Understanding Deduplication
Deduplication enables you to use the matching process to identify nodes in a viewpoint that are duplicates of each other and combine them into a single node.
Deduplication is run on nodes that already exist in a viewpoint, unlike Matching and Merging Request Items, which works on incoming nodes being added in a request. This lets you find and merge duplicate existing nodes that may have been added to the viewpoint before matching was available, or outside of the request process (such as by an import or load).
Deduplication uses many of the same elements as matching and merging request items:
- Matching rules are used to identify potential duplicate nodes.
- Survivorship rules control how properties and relationships are merged after a match is confirmed.
- Matching stopwords can be configured to ignore common words such as "The" and "Company" from being used during deduplication.
- Use the matching workbench to accept, reject, or skip the match candidates.
Deduplication Modes
You can deduplicate nodes in a viewpoint in two modes:
- Cluster key: Define a clustering property for the node types of the nodes to be matched, and then perform matching for each cluster. See Deduplicating Using a Cluster Key.
- Time-based: Deduplicate nodes in a viewpoint based on the date that they were created. See Time-Based Deduplication
You can run only one mode of deduplication for a specific viewpoint and node type in a single request, but you can use both modes to deduplicate nodes in a viewpoint in different contexts. For example, you could initially deduplicate nodes in a viewpoint by cluster key and then any nodes created after that could be deduplicated incrementally using time-based deduplication.
Note:
You can deduplicate nodes of a particular node type in only one active request at a time, regardless of the mode.The cluster key and the node creation date for time-based deduplication work to essentially limit the scope of the deduplication operation. Unlike matching and merging, which is automatically constrained by the maximum limit of request items in a request, viewpoints could potentially contain millions of nodes. Specifying either a node creation date or a clustering property lets you target the specific nodes that you want to deduplicate in a single operation.
Note:
Both cluster key and time-based deduplication require that theCoreStats.Created Date
property is included in the node type
being deduplicated in order for the system to be able to track the progress of which
nodes have been evaluated and which have not.
Deduplicating Using a Cluster Key
In order to deduplicate nodes using a cluster key, you must define a clustering property for the node types of the nodes to be matched.
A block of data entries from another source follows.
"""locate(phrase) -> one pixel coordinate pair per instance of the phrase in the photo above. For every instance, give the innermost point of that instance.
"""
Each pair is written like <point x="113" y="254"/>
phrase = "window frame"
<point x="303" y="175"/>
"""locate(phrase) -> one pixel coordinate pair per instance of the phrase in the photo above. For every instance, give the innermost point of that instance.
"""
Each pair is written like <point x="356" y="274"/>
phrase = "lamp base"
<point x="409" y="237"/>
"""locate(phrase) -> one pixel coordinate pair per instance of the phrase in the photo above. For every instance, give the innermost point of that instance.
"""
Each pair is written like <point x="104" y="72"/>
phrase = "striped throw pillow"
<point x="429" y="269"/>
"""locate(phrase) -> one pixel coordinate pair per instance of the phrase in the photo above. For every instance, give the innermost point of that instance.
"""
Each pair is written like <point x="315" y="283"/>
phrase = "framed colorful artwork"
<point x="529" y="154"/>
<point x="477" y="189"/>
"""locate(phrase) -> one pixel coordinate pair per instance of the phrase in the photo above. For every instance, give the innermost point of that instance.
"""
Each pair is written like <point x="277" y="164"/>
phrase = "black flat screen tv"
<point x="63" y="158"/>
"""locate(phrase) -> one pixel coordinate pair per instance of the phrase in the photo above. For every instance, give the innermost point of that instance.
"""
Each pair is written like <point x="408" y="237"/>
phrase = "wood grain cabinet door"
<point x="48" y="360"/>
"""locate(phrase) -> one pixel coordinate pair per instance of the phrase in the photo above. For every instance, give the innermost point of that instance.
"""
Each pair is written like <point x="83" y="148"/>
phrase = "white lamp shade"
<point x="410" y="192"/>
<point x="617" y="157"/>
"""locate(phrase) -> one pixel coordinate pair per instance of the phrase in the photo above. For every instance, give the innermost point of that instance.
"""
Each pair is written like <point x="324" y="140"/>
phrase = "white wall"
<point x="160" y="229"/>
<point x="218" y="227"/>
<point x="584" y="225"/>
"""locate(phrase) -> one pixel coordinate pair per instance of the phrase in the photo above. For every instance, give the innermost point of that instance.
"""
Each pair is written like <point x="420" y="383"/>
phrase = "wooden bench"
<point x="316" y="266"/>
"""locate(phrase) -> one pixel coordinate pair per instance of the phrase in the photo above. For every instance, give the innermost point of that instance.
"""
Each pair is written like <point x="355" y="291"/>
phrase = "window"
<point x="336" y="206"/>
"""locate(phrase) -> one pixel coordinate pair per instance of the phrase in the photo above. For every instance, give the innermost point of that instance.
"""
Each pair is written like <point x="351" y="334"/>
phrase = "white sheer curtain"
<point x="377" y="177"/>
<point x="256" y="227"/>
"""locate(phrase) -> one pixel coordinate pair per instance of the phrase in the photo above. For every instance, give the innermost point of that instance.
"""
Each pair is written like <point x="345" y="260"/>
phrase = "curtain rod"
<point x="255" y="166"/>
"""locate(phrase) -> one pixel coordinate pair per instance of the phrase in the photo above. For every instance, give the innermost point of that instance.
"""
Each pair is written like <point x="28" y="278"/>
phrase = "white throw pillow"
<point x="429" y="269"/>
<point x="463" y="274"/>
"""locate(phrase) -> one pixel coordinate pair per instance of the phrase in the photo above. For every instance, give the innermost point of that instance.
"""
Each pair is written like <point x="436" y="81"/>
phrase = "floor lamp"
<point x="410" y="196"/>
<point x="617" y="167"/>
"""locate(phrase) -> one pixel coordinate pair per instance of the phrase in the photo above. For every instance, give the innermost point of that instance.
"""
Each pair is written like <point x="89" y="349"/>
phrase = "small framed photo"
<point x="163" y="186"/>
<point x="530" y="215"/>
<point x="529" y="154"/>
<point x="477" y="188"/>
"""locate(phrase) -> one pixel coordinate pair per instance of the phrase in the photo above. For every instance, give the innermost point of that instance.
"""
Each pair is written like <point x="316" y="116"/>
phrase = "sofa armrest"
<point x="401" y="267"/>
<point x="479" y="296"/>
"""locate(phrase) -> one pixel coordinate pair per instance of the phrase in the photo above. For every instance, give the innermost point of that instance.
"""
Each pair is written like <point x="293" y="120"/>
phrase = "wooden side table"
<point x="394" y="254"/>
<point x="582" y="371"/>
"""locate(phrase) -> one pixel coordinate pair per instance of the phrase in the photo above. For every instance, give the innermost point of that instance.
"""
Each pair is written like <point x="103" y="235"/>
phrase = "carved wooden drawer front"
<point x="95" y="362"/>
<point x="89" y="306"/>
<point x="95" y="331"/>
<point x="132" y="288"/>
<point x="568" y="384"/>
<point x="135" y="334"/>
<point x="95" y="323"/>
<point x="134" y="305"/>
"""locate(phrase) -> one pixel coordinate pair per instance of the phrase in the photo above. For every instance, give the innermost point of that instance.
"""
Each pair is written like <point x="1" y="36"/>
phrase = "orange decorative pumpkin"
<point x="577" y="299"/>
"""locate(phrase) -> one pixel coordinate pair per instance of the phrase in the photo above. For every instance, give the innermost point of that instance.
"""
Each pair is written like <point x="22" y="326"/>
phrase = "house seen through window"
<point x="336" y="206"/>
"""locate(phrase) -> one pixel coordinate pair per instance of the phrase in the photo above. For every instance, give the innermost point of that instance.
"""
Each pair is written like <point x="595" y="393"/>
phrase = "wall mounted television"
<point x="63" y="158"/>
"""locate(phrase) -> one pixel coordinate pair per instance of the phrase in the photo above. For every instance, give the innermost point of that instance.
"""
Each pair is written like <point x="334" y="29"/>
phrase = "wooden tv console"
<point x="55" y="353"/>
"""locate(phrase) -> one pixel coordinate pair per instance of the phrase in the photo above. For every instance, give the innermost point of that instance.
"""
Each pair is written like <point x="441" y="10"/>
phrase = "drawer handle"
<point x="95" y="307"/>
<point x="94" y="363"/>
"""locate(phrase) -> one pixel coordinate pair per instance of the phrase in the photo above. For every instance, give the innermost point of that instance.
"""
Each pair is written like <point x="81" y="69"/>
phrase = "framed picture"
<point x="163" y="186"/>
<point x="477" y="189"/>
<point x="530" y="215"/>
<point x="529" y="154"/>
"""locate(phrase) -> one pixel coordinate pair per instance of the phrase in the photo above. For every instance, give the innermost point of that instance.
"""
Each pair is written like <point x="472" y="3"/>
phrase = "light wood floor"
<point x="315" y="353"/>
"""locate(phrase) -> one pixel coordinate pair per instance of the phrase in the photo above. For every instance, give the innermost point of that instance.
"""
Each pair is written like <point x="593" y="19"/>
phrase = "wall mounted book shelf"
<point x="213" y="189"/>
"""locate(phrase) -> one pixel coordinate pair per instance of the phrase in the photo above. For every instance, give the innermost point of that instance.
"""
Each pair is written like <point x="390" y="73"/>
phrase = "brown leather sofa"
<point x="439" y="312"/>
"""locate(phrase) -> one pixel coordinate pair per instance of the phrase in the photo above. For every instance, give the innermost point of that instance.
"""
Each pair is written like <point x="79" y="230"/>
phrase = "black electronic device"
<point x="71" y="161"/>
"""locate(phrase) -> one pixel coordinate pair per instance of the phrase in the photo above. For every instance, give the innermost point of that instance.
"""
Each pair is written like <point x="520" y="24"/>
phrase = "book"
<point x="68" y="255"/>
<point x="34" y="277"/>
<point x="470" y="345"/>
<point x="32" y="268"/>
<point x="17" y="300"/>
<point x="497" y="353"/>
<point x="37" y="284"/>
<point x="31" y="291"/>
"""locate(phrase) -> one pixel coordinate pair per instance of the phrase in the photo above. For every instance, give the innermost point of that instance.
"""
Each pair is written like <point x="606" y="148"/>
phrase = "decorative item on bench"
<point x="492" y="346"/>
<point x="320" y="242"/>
This filters the list of nodes in the viewpoint to be matched to other nodes in the same viewpoint. When you run the deduplication process, you specify the value of the clustering property that you want to deduplicate nodes for.
Tip:
When you define a clustering property for a node type, the property that you select must have an Allowed Values list for that node type (see Configuring a Clustering Property for a Node Type). Then, when you run deduplication using a cluster key you select the clustering property from that list of allowed values. For example, if you are deduplicating customers and the clustering property is State, you could select Texas as the clustering value to deduplicate customers in the state of Texas.The cluster key is applied to the set of nodes that you are matching, not the nodes that are being matched against. So, in the above example where you are matching customers in the state of Texas, a match with the same name in California would be displayed.
Time-Based Deduplication
Time-based deduplication enables you to deduplicate nodes that were created on or after a specified date. It does not require you to specify a clustering property. Instead, when you create a match to deduplicate you specify a node creation start date and, optionally, a batch size.